Writers are readers. Unfortunately, most will tell you, when they’re in the middle of a new book, reading books is something they don’t get to indulge much time in. They may check out the news, read a blog post or four and maybe skim an eBook or a few pages of something besides a reference related to their current work on any given day but they’re really reading for knowledge and not for pleasure.
Right now, most of my daily reading that isn’t keeping up with the news and the goings on of friends and family involves writing and marketing my writing. I enjoy reading about writing. I don’t so much enjoy reading about marketing but, as an indie author, it’s a necessary evil. Countless books have been written about writing and many of them are truly great. Lots modern indie writers will point first to horror master Stephen King’s On Writing: A Memoir of the Craft as the book that first opened their eyes. I’ve never been a big horror fan but this book on the craft by King is one of my favorites.
Now that I only get to read in bits and snippets, I tend to focus more on blogs. There’s a ton of great blog content out there and plenty of drivel too. Some of the best blogs that are ‘mostly’ about writing that I follow and my most recent favorite writing related posts are:
Terrible Minds by Chuck Wendig (Sci-Fi and Fantasy writer extraordinaire) – Chuck writes a lot of great stuff on his blog. Some of it is about writing, some of it isn’t specifically (but it’s all connected). One of the things I love about receiving posts from ‘Chuck’ is that, often, he’s put a call out there to his readers – many of whom are fellow writers for a piece of flash fiction or a post about something and then he actually publishes what he receives back. Recently, he put out a ‘Five Things I Learned While Writing ______’ challenge. Multiple authors have responded. All have had some very interesting things to say. The most recent ‘Five Things…’ post was Five Things I Learned While Writing Trial of Intentions by Peter Orullian.
Live to Write – Write to Live by a group of nine writers – This group of writers is also known as the New Hampshire Writers Network. They’ve taken the New Hampshire state motto, ‘Live Free or Die’ and given it a writers touch. The number of posts on the site varies from week to week and, certainly, the content does too. There’s always plenty of food for thought. My favorite post this past week was a quick little read by Diane Mackinnon on Writing Realities. She implores us to keep putting ourselves out there.

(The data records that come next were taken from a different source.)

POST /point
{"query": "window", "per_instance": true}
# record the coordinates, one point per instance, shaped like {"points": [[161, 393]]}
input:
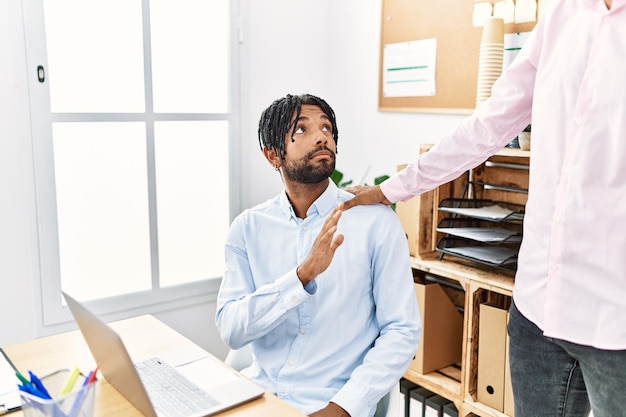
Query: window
{"points": [[131, 127]]}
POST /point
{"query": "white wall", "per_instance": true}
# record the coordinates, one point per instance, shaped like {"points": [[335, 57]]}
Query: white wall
{"points": [[324, 47]]}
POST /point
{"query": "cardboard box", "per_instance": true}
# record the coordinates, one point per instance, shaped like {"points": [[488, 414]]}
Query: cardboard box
{"points": [[417, 401], [434, 406], [441, 344], [508, 389], [491, 355], [405, 388], [416, 217]]}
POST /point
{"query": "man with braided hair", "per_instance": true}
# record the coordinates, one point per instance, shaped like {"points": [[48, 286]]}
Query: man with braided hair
{"points": [[327, 306]]}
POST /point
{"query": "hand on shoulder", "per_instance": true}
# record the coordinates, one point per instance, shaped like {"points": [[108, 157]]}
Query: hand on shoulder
{"points": [[331, 410]]}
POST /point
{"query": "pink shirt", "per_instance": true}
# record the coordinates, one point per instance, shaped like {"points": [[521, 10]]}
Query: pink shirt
{"points": [[571, 76]]}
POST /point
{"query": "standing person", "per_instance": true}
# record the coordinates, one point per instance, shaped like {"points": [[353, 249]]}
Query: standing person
{"points": [[327, 306], [567, 323]]}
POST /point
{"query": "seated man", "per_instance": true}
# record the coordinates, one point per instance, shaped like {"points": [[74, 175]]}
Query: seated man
{"points": [[328, 307]]}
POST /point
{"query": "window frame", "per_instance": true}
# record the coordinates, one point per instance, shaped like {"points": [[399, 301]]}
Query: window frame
{"points": [[54, 311]]}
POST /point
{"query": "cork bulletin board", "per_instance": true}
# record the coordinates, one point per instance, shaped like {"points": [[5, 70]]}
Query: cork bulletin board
{"points": [[458, 46]]}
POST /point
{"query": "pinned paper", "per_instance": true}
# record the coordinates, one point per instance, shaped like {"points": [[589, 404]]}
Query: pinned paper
{"points": [[525, 11], [505, 9], [482, 12]]}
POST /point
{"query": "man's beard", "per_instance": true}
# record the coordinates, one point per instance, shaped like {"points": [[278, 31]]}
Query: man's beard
{"points": [[303, 172]]}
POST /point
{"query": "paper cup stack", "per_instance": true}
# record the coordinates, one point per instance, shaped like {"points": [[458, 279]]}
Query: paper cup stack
{"points": [[490, 58]]}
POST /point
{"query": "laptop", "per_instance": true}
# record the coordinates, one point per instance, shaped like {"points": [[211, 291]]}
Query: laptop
{"points": [[115, 364]]}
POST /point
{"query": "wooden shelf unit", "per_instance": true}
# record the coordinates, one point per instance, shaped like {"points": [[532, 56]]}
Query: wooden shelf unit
{"points": [[480, 282]]}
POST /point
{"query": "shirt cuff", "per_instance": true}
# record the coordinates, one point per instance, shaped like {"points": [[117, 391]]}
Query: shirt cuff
{"points": [[353, 399], [292, 290]]}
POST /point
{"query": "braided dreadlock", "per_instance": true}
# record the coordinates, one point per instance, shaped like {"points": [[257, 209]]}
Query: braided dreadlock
{"points": [[275, 121]]}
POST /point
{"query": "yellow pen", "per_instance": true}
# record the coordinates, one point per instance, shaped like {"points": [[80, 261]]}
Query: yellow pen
{"points": [[71, 380]]}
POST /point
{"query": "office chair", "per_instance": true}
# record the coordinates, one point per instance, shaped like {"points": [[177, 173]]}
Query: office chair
{"points": [[388, 406]]}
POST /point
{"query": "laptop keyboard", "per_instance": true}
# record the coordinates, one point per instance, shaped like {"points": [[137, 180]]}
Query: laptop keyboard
{"points": [[170, 392]]}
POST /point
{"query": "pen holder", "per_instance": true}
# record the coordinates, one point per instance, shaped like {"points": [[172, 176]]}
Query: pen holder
{"points": [[78, 403]]}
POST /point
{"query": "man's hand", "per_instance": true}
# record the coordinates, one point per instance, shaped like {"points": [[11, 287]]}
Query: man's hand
{"points": [[331, 410], [323, 250], [371, 194]]}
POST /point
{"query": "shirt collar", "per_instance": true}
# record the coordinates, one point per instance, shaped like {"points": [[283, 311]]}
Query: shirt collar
{"points": [[324, 204]]}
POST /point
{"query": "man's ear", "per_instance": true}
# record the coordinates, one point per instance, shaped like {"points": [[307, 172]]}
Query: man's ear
{"points": [[272, 157]]}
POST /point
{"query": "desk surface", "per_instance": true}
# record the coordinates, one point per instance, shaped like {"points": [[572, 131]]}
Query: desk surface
{"points": [[143, 336]]}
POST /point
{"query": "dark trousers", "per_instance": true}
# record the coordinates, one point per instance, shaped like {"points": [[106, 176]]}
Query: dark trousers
{"points": [[555, 378]]}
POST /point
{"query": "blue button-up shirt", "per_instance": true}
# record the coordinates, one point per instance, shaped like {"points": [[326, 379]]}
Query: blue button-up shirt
{"points": [[349, 335]]}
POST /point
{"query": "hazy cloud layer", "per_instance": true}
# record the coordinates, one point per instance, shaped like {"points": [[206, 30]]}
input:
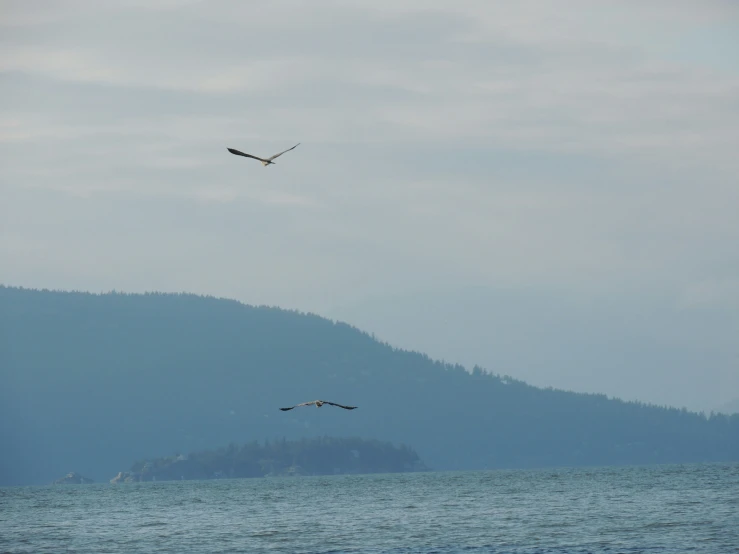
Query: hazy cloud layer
{"points": [[585, 152]]}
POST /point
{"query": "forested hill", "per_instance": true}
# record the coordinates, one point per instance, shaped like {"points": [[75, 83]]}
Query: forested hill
{"points": [[90, 382], [318, 456]]}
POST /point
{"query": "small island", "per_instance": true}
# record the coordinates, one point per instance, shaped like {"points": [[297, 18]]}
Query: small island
{"points": [[319, 456], [73, 478]]}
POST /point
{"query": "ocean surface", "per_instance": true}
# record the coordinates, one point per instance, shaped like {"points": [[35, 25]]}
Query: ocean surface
{"points": [[671, 508]]}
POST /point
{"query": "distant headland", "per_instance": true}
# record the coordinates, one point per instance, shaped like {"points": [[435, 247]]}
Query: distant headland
{"points": [[319, 456]]}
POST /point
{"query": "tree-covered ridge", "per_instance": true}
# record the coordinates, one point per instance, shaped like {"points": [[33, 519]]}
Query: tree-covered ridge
{"points": [[318, 456], [91, 381]]}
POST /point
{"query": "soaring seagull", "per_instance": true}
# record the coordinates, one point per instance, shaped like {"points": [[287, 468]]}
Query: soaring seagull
{"points": [[265, 161], [318, 404]]}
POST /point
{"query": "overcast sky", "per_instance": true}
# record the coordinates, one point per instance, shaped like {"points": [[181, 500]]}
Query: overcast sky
{"points": [[549, 189]]}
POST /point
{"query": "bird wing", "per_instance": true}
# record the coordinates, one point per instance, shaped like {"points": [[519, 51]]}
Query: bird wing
{"points": [[281, 153], [340, 406], [298, 405], [238, 153]]}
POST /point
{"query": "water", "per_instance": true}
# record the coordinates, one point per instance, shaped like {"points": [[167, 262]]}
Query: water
{"points": [[691, 508]]}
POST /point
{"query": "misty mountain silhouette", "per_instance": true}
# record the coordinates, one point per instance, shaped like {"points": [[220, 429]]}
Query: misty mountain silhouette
{"points": [[92, 382]]}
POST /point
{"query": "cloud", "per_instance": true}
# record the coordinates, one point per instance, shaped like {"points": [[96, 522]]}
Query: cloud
{"points": [[589, 149]]}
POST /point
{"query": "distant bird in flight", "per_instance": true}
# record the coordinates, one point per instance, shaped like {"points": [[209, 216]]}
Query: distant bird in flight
{"points": [[318, 404], [265, 161]]}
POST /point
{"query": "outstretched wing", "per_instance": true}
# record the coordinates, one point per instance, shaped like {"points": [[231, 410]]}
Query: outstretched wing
{"points": [[238, 153], [281, 153], [298, 405], [340, 406]]}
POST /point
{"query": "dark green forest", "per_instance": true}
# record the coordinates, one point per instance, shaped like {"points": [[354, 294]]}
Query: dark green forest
{"points": [[317, 456], [89, 382]]}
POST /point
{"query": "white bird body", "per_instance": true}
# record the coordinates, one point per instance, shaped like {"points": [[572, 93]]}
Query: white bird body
{"points": [[265, 161], [318, 404]]}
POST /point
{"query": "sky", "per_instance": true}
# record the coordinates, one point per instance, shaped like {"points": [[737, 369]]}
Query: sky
{"points": [[548, 189]]}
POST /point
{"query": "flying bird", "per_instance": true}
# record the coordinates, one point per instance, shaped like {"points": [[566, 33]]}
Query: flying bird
{"points": [[318, 404], [265, 161]]}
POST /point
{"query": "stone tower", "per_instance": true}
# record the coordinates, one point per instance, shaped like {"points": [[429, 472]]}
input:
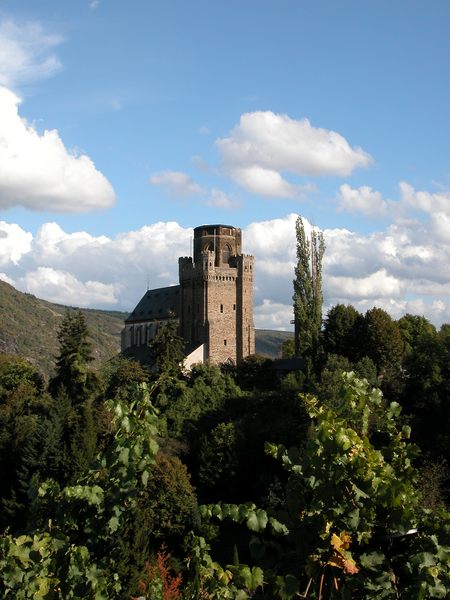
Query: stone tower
{"points": [[217, 295]]}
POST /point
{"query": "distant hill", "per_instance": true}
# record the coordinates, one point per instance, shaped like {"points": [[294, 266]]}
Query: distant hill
{"points": [[28, 326], [268, 342]]}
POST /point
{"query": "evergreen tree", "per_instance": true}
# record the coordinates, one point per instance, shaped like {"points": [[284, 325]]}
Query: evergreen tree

Dark Urban Fantasy Shifted by Shen Hart – Shen Hart writes fantasy novels and, often, Shen writes about writing. This past week, a post that caught my eye featured a delicious looking chocolate brownie. I’m quite the chocolate lover and I couldn’t help myself but check out the post, Using Goals and Rewards to Help Motivation. I don’t necessarily agree with the whole concept of word count clocks – something addressed in the post – but then, neither did Shen, at first.
Writing Madness by Charlotte Cyprus – Charlotte (aka Bethany) has her first romance book out. She says she’ll continue to write until she can support a whole passel of pugs. I support her in that. I have a pug and love him to death. I’d have several more if my spouse would let me but…I digress. This past week Charlotte/Bethany wrote on The Importance of Plot Bunnies. I agree 100%. I wouldn’t have ever written my 2nd and 3rd books if it hadn’t have been for plot bunnies. Book four, now in progress, is a continuation from book three but, as I wrote in my last post, sometimes characters take you places you hadn’t planned on. That situation, looking back, was definitely plot bunny driven.
Last, but by no means least, is the blog of author of historical and speculative fiction, and author mentor K. M. Weiland, Helping Writers Become Authors. You could spend days on K.M.’s site learning about the craft of writing but, if you do that, you won’t have time to write. I have each new blog post dropped into my email – they appear about every two or three days. I try to just read those and not stray into hours of reading through her stuff when I should be writing! They’re always helpful. If I had to pick a best one of the three last week it would be, Word Count Woe: What Should You Do With Your Very Long Manuscript?. It’s a very real problem for a lot of new (and more established) writers especially in the science fiction and fantasy genres.
Those are my five for the past week. What did you find particularly helpful that I don’t know anything about last week? Please, enlighten us all!